We remain of the very strong opinion that the next president can and should follow the lead of ‘Silent Cal’ Calvin Coolidge. We are pretty sure President Obama will never change his ways so the next president will have to lead to help systematically reduce spending in every federal program on a line-item-by-line-item basis.

Even the Defense Department was not spared the knife under ‘Silent Cal’; the Navy was slashed 20% in one year alone.

We think that the first thing that needs to be done is to separate the entitlement programs from the rest of the discretionary budget.

Call it the ‘decoupling’ or the ‘disestablishment’ of entitlement spending on individual support from the rest of spending that goes more for the ‘common good’ in terms of transportation, defense and other annual discretionary programs.

Social Security should have been converted to personal savings/retirement accounts long ago. People retiring today could be sitting on nest eggs of $300,000 or more with monthly annuity payments far in excess of the meager $1700/month average most seniors will receive from the current outdated SS model.

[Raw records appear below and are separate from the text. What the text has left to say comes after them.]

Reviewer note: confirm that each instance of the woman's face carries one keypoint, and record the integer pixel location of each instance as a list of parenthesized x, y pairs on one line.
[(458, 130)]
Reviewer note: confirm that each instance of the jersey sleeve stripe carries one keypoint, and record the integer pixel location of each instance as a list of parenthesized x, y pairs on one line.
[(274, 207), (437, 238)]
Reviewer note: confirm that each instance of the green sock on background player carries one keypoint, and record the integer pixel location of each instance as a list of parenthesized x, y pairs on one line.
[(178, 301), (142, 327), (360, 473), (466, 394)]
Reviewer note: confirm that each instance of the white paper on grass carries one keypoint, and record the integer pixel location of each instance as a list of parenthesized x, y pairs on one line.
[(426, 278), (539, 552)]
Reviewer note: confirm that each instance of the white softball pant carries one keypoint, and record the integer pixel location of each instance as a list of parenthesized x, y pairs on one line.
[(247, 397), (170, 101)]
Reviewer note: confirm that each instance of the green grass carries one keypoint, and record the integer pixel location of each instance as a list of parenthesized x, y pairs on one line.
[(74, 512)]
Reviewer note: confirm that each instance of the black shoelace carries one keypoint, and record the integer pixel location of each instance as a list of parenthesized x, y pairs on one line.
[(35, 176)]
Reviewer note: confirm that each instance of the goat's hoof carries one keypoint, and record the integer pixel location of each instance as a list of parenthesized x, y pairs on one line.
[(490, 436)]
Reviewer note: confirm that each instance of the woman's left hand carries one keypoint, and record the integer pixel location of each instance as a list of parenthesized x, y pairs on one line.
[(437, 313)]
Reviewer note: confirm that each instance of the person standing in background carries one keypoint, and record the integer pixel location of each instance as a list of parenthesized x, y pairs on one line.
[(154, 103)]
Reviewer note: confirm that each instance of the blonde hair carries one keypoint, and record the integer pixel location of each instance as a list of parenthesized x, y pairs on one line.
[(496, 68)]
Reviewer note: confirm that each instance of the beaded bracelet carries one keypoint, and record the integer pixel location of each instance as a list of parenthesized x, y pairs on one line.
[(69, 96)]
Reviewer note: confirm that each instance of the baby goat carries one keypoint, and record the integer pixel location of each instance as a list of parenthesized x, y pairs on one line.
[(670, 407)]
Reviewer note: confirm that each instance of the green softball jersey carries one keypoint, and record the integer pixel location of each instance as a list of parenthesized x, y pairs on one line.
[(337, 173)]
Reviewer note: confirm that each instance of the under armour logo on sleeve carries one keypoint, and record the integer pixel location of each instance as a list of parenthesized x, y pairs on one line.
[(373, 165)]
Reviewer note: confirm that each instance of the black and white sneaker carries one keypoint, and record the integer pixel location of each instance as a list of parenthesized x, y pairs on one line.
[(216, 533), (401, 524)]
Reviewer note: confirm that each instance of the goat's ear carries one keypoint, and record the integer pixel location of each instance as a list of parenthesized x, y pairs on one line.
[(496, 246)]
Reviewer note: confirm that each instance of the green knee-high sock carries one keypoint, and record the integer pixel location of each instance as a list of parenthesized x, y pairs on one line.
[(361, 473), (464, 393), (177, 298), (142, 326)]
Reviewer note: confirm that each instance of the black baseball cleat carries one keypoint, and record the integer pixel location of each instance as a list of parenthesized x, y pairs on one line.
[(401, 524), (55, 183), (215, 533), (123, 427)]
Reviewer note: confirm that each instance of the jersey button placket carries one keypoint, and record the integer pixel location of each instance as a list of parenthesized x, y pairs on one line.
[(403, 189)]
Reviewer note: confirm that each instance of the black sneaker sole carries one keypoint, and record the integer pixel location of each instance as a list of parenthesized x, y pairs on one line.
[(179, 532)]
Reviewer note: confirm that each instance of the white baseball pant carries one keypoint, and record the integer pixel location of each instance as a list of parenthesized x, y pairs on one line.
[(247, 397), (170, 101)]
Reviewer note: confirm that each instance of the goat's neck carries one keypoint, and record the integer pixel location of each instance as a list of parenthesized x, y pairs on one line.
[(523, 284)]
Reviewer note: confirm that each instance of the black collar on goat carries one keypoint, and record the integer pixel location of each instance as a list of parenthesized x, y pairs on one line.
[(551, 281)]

Medicare should also be modernized where your payments into the Medicare system actually go into an account that can be used to pay your medical expenses not just in your golden age when you start to really break down but for your entire life!

Check this out: Under both of those plans described above, you would own the contracts and accounts, not anyone else.  Right now, you kick the bucket at age 65 years, 364 days, 23 hours and 59 minutes and you lose all of your potential Social Security benefits (full retirement age is 66).

Do the same at age 64 years, 364 days, 23 hours and 59 minutes and you don’t qualify for Medicare either! (full retirement age is 65)

How unfair is that?

We have written extensively about these in the past and published a myriad of ways other experts have figured out how to achieve both ends.

But read about Calvin Coolidge first. He may inspire you to be as frugal as he was which, at the same time, led to prosperity for all of our great-and great-great grandparents…and, for some of us, our very own parents.

Editor’s Note: Frank Hill is the Director of the Institute for the Public Trust in Charlotte, NC. He is former chief of staff to Congressman Alex McMillan of NC and also served on the staffs of former U.S. Senator Elizabeth Dole and the House Budget Committee.